Presently, I am working in an emergency clinic and the dynamics are considerably different. I rarely see people more than once and they have to come into this situation trusting us from the beginning and from our side of the exam table, we have to establish that trust as quickly as possible. Their pet’s life might depend on it. Sometimes that trust comes easy, people understand the situation we are all in and they go with it, sometimes it’s less easy and sometimes it’s downright impossible.  I’d like to offer anyone reading this some advice on how to make it less scary for themselves and hopefully have a better chance at a good outcome for their pet.

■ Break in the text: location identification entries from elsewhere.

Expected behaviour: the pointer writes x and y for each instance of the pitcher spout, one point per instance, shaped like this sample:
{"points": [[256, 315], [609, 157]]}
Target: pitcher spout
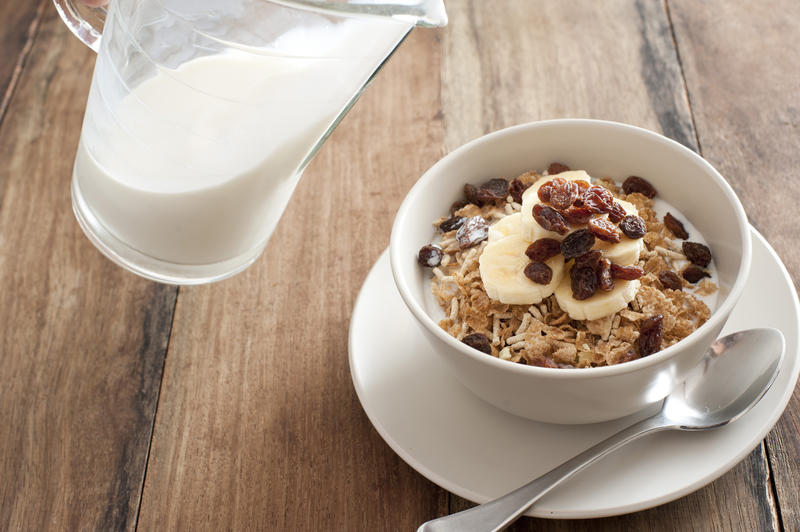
{"points": [[424, 13]]}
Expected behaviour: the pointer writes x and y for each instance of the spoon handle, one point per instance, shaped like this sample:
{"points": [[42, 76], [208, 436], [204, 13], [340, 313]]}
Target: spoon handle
{"points": [[501, 512]]}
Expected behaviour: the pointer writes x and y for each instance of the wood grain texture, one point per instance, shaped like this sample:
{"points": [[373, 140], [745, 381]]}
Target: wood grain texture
{"points": [[744, 86], [82, 342], [258, 424], [20, 20], [611, 60]]}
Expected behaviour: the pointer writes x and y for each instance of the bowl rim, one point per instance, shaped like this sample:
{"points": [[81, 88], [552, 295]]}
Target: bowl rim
{"points": [[717, 318]]}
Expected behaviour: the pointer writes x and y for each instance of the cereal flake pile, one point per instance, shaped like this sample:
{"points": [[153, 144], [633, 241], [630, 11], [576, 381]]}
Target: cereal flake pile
{"points": [[543, 334]]}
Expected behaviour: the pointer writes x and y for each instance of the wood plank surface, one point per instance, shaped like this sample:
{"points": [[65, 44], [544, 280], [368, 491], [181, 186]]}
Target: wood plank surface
{"points": [[258, 424], [744, 86], [611, 60], [238, 412], [20, 21], [82, 342]]}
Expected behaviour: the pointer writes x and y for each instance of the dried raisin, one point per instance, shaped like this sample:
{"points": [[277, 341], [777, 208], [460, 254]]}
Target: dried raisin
{"points": [[584, 283], [478, 341], [473, 231], [451, 223], [675, 226], [637, 184], [697, 253], [604, 277], [604, 230], [651, 331], [543, 249], [599, 199], [544, 192], [617, 212], [516, 188], [577, 215], [633, 226], [693, 273], [577, 243], [557, 168], [430, 256], [550, 219], [670, 280], [626, 273], [564, 193], [539, 272]]}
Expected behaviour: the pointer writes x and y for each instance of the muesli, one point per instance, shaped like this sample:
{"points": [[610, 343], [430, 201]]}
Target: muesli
{"points": [[563, 270]]}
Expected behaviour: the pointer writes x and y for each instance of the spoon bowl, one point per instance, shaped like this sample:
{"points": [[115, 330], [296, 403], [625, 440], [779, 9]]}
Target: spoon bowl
{"points": [[734, 374]]}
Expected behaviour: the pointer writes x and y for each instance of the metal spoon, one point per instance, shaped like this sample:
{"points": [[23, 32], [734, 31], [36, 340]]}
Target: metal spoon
{"points": [[734, 374]]}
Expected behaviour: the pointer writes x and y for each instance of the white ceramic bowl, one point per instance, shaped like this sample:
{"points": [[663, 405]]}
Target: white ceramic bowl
{"points": [[588, 395]]}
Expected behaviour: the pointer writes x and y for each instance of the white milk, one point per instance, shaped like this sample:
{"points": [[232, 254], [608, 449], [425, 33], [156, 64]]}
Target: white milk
{"points": [[202, 176]]}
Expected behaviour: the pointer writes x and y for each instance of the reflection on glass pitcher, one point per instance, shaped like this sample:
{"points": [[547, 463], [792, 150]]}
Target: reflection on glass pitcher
{"points": [[202, 115]]}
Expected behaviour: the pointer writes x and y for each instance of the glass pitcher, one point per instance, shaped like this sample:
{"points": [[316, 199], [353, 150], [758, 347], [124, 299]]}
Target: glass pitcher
{"points": [[202, 115]]}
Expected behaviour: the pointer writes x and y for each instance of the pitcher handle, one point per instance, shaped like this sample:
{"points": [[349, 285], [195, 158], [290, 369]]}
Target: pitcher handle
{"points": [[78, 25]]}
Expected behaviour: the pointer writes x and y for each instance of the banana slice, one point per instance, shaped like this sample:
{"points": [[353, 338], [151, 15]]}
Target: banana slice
{"points": [[502, 266], [530, 227], [625, 252], [600, 304], [504, 227]]}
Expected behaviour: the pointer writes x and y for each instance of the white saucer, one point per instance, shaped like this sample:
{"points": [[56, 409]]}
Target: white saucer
{"points": [[479, 452]]}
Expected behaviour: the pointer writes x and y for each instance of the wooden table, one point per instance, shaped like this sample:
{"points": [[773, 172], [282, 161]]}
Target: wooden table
{"points": [[128, 404]]}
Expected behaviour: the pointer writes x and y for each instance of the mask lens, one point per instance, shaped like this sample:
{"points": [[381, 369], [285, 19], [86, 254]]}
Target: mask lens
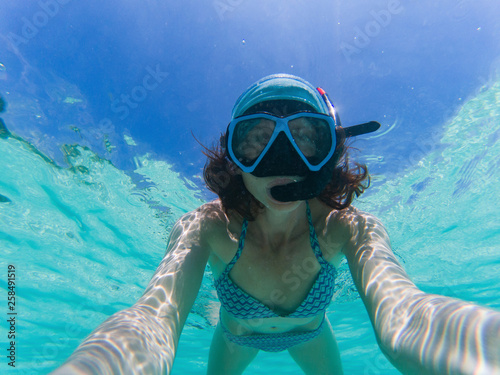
{"points": [[312, 136], [250, 137]]}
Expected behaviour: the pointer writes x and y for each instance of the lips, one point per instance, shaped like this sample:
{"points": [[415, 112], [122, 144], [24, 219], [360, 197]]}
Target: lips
{"points": [[282, 181]]}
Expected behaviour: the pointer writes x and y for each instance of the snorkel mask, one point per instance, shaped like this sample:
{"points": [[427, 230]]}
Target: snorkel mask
{"points": [[301, 144]]}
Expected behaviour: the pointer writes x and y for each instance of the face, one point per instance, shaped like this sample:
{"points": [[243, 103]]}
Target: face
{"points": [[260, 188]]}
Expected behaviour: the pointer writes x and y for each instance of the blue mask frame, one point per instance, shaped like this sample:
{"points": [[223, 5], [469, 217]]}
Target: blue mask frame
{"points": [[281, 126]]}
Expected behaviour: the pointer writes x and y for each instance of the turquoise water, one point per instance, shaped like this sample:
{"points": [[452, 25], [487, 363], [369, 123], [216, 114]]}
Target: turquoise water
{"points": [[86, 239]]}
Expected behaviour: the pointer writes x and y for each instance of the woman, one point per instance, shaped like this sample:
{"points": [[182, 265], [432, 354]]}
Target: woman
{"points": [[273, 240]]}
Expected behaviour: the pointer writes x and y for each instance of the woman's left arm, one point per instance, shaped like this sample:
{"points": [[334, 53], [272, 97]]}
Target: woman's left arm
{"points": [[419, 333]]}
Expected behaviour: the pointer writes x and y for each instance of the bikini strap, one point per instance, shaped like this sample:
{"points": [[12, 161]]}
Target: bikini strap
{"points": [[314, 239], [241, 244]]}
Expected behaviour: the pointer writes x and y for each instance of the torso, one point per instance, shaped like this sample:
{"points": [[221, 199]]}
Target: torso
{"points": [[279, 277]]}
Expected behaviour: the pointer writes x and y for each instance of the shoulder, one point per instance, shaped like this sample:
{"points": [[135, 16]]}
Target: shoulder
{"points": [[348, 228], [212, 224]]}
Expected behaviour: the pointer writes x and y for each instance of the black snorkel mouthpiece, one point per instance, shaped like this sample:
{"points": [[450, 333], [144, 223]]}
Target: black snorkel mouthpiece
{"points": [[315, 182]]}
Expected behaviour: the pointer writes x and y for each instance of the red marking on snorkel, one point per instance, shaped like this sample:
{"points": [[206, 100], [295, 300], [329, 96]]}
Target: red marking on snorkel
{"points": [[328, 103]]}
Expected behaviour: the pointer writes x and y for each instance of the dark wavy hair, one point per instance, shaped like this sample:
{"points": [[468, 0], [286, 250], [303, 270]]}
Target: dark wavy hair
{"points": [[221, 177]]}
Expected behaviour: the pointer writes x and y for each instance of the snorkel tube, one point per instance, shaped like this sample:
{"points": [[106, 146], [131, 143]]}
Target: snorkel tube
{"points": [[281, 159], [314, 182]]}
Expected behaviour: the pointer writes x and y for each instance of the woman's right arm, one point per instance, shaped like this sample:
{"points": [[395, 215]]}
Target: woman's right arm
{"points": [[143, 338]]}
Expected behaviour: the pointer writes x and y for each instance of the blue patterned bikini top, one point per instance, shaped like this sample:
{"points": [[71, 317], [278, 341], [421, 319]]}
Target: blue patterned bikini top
{"points": [[241, 305]]}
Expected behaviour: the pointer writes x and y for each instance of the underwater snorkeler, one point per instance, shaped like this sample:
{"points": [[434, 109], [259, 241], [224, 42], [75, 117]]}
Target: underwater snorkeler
{"points": [[273, 240]]}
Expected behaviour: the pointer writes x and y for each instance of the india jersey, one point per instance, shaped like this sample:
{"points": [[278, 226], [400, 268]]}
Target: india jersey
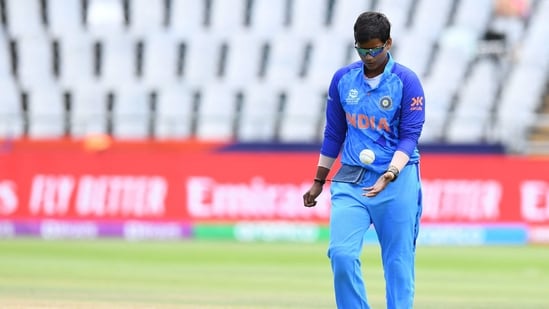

There are two ways a client ends up bringing their pet to an emergency clinic. The first is the more obvious one, something happens after hours and the pet requires immediate attention. In these cases, the owner may call their veterinarian and receive instructions to contact the emergency clinic or they may find the number online. The second way a pet ends up at our facility is if he/she has an illness or issue that is going to require a level of care or monitoring that the pet’s family veterinarian cannot provide. In either situation, the owner of the pet has to bring their beloved family member to someone they have likely never met before and entrust that person with their pet’s health and well being.

This can be scary for some people. Sometimes it can be a little daunting for us as well. I have a few ideas about how we can make it a little less scary for you and ultimately better for your pet.

The first step would be that you just have to try to come into the situation with a little trust in the first place. There are few if any veterinarians or veterinary staff working in an emergency clinic who don’t really want to be there. It’s long hours, you sacrifice a lot of things we all take for granted (sleep schedules for one) and you miss that connection with clients and their pets. Don’t get me wrong, there are upsides including that the emergency clinic doesn’t support veterinarians with egos or ones who want to be dishonest. There’s too many people seeing what we do or say to clients for us to be anything but transparent and honest. That alone may not make you trust an ER veterinarian or the staff but it should help.

The other thing to remember is that if your veterinarian chose to send you to a specific emergency clinic, it’s because they trust them. Usually, if there is enough business to support an emergency clinic, two pop up to fill the need. Most veterinarians will choose the clinic that treats their clients the same way they would treat their clients. Ask your veterinarian which emergency clinic they recommend, ask them why and try to ask them before you have an emergency.

The next step after determining which emergency clinic your veterinarian recommends is to call them yourself, preferably before you have an emergency and ask all of the things you might want to know. Try to call after the morning and evening busy periods, so skip 7am to 10am and 4pm to 8pm and keep in mind, anytime can be busy for an emergency clinic. So if they seem a little brusque the first time, call back again and see if maybe you just caught them at a bad time. Once you have an idea of what the culture of the practice is like it might be a little easier for you to go into an emergency situation with a little more trust.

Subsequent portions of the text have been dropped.